For a long time I worked on the topic of the Russian occupation of Donbas and civilians who found themselves in the territory of the military conflict and occupation. During my work, I participated in several sociological studies both in the regions controlled by Ukraine and in the Russian-controlled territory. These were both surveys and focus groups. I remember how difficult it was to coordinate the questionnaire with professional sociologists, how I had to check every word in the question in order to get a relevant result. And even this did not guarantee that a person would speak openly.

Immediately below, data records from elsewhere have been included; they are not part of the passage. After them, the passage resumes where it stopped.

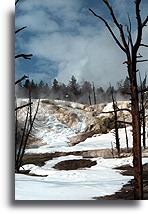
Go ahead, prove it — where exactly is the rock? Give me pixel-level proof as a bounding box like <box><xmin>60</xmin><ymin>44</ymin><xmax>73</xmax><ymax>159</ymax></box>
<box><xmin>53</xmin><ymin>159</ymin><xmax>97</xmax><ymax>170</ymax></box>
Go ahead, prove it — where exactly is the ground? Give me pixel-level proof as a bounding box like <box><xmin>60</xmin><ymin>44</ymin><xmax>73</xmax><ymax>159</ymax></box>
<box><xmin>15</xmin><ymin>100</ymin><xmax>148</xmax><ymax>200</ymax></box>
<box><xmin>96</xmin><ymin>164</ymin><xmax>148</xmax><ymax>200</ymax></box>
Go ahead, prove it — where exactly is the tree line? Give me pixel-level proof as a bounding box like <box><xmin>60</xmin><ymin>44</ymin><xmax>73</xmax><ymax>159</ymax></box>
<box><xmin>16</xmin><ymin>75</ymin><xmax>136</xmax><ymax>105</ymax></box>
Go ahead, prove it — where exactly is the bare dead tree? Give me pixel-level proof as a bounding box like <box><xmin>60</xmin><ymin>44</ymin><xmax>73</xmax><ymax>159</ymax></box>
<box><xmin>88</xmin><ymin>94</ymin><xmax>91</xmax><ymax>105</ymax></box>
<box><xmin>110</xmin><ymin>85</ymin><xmax>120</xmax><ymax>157</ymax></box>
<box><xmin>89</xmin><ymin>0</ymin><xmax>148</xmax><ymax>200</ymax></box>
<box><xmin>16</xmin><ymin>100</ymin><xmax>40</xmax><ymax>172</ymax></box>
<box><xmin>15</xmin><ymin>26</ymin><xmax>27</xmax><ymax>34</ymax></box>
<box><xmin>93</xmin><ymin>82</ymin><xmax>97</xmax><ymax>105</ymax></box>
<box><xmin>123</xmin><ymin>115</ymin><xmax>129</xmax><ymax>152</ymax></box>
<box><xmin>139</xmin><ymin>73</ymin><xmax>147</xmax><ymax>149</ymax></box>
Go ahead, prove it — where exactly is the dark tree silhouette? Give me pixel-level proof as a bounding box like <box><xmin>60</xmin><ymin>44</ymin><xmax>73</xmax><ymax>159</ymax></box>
<box><xmin>89</xmin><ymin>0</ymin><xmax>148</xmax><ymax>199</ymax></box>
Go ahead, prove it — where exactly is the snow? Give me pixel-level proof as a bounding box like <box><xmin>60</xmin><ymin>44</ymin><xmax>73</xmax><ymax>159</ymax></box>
<box><xmin>15</xmin><ymin>156</ymin><xmax>136</xmax><ymax>200</ymax></box>
<box><xmin>15</xmin><ymin>100</ymin><xmax>148</xmax><ymax>200</ymax></box>
<box><xmin>26</xmin><ymin>127</ymin><xmax>132</xmax><ymax>153</ymax></box>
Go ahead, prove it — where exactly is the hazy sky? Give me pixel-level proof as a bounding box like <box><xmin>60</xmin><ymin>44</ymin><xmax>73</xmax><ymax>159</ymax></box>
<box><xmin>16</xmin><ymin>0</ymin><xmax>148</xmax><ymax>85</ymax></box>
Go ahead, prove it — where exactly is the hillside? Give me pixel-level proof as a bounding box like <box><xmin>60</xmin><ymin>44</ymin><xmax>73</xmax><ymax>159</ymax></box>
<box><xmin>15</xmin><ymin>99</ymin><xmax>148</xmax><ymax>200</ymax></box>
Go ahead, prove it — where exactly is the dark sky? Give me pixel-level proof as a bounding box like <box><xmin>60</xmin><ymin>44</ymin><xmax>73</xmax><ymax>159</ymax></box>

At the same time, it was always stipulated that this topic is conflict, that people under occupation cannot speak openly on many topics, and their real position can only be guessed from the answers to indirect questions. At that time, the Russian invasion of Ukrainian Crimea and Donbas killed 14 000 people, and the situation was classified as a ‘conflict’ of low intensity.

Now a new phase of the Russian invasion has cost dozens of times more lives. Residents of the Ukrainian regions, in which the so-called ‘referendum’ was held, are not watching the war on TV; it is in their homes in the form of explosions and shelling. The war is on their streets in the form of patrols of the occupiers, terror and violence. Any sociologist will say that under such conditions it is impossible to get truthful answers to any question. What poll can we talk about when hundreds of thousands of people have left the occupied areas, saving their lives?

Mistakes can only be pointed out to those who make them unconsciously and really want to get an exact result.

In this case, Russian ‘court’ sociologists were engaged in media coverage of the occupation with the help of fake polls. They are the same accomplices in crime as the Russian military and politicians, and maybe worse. With their ‘polls’, they also support mobilisation in the media, sending their own citizens to death, motivating them to ‘protect’ people whom they have never seen in their lives and who did not ask them about it.

Young and elderly residents of the provincial part of Russia will come to Kherson and Berdyansk, hoping that they are expected there. But in reality, guerillas, illegal workers, explosive devices, shelling, and in the best case, just the hatred of the local people, from whom they stole peaceful life, will be waiting for them there.

Russian ‘court’ sociologists are accomplices in crime and should be punished on a par with their accomplices.

Sanctions against Russia should be extended to Russian Public Opinion Research Centre and its leadership. They consciously became an instrument of war against Ukraine and must be punished.

Vitalii Syzov, journalist of the FREEDOM TV channel.